For direct API access without LangChain agents:
```python
from langchain_community.utilities.inspire_hep import INSPIREHEPAPIWrapper

# Create wrapper with custom settings
wrapper = INSPIREHEPAPIWrapper(top_k_results=5)

# Search papers
papers = wrapper.search_literature("quantum gravity", sort="mostcited")
print(papers)

# Get author papers
author_papers = wrapper.get_author_papers("Witten.Edward.1", sort="mostrecent")
print(author_papers)

# Get paper details
details = wrapper.get_paper_details("451647")
print(details)
```

## Sorting Options

Both search and author tools support flexible sorting:

- **`mostrecent`** (default for search): Newest papers first
- **`mostcited`** (default for author): Most cited papers first
```python
# Find recent breakthroughs
tool.invoke({"query": "quantum computing", "sort": "mostrecent"})

# Find influential papers
tool.invoke({"query": "supersymmetry", "sort": "mostcited"})
```

## Finding Author Identifiers

The author papers tool requires INSPIRE identifiers (format: `Lastname.Firstname.N`), not plain names:

1. Go to https://inspirehep.net/authors
2. Search for the author by name
3. Click on their profile
4. Use the identifier shown (e.g., `Witten.Edward.1`)
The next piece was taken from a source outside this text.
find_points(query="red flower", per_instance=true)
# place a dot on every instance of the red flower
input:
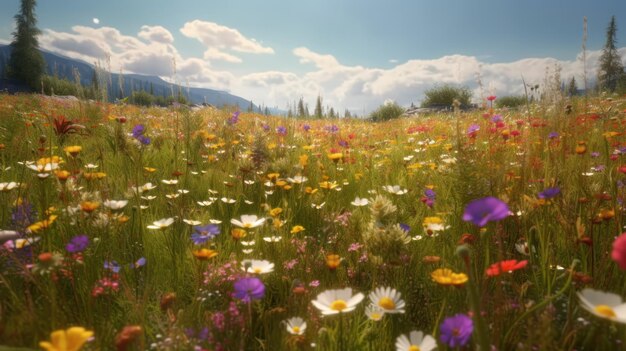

**Why?** Plain names are ambiguous (many physicists share the same name), while INSPIRE identifiers are unique.

## Advanced Search Syntax

INSPIRE HEP supports advanced search queries:
```python
# Highly cited papers (1000+ citations)
tool.invoke({"query": "topcite 1000+"})

# Papers by specific author
tool.invoke({"query": "author:Witten"})

# Papers in date range
tool.invoke({"query": "date 2020->2024"})

# Combine criteria
tool.invoke({"query": "quantum gravity topcite 500+"})
```

See the [INSPIRE HEP search guide](https://help.inspirehep.net/knowledge-base/inspire-paper-search/) for more syntax.

## API Rate Limiting

INSPIRE HEP enforces rate limits of **15 requests per 5 seconds per IP address**. The wrapper handles basic rate limiting, but avoid making rapid successive requests.

## Testing

This contribution includes comprehensive test coverage:

- **15 unit tests**: Test wrapper and tools with mocked API responses
- **5 integration tests**: Test with real API calls

Run tests:
```bash
# Unit tests (fast, no internet required)
pytest tests/unit_tests/test_inspire_hep.py -v

# Integration tests (requires internet)
pytest tests/integration_tests/test_inspire_hep_integrations.py -v

# All tests
pytest tests/ -v
```

## Known Limitations

1. **Author identifiers required**: The author papers tool works reliably only with INSPIRE identifiers, not plain names. Users must look up identifiers at https://inspirehep.net/authors.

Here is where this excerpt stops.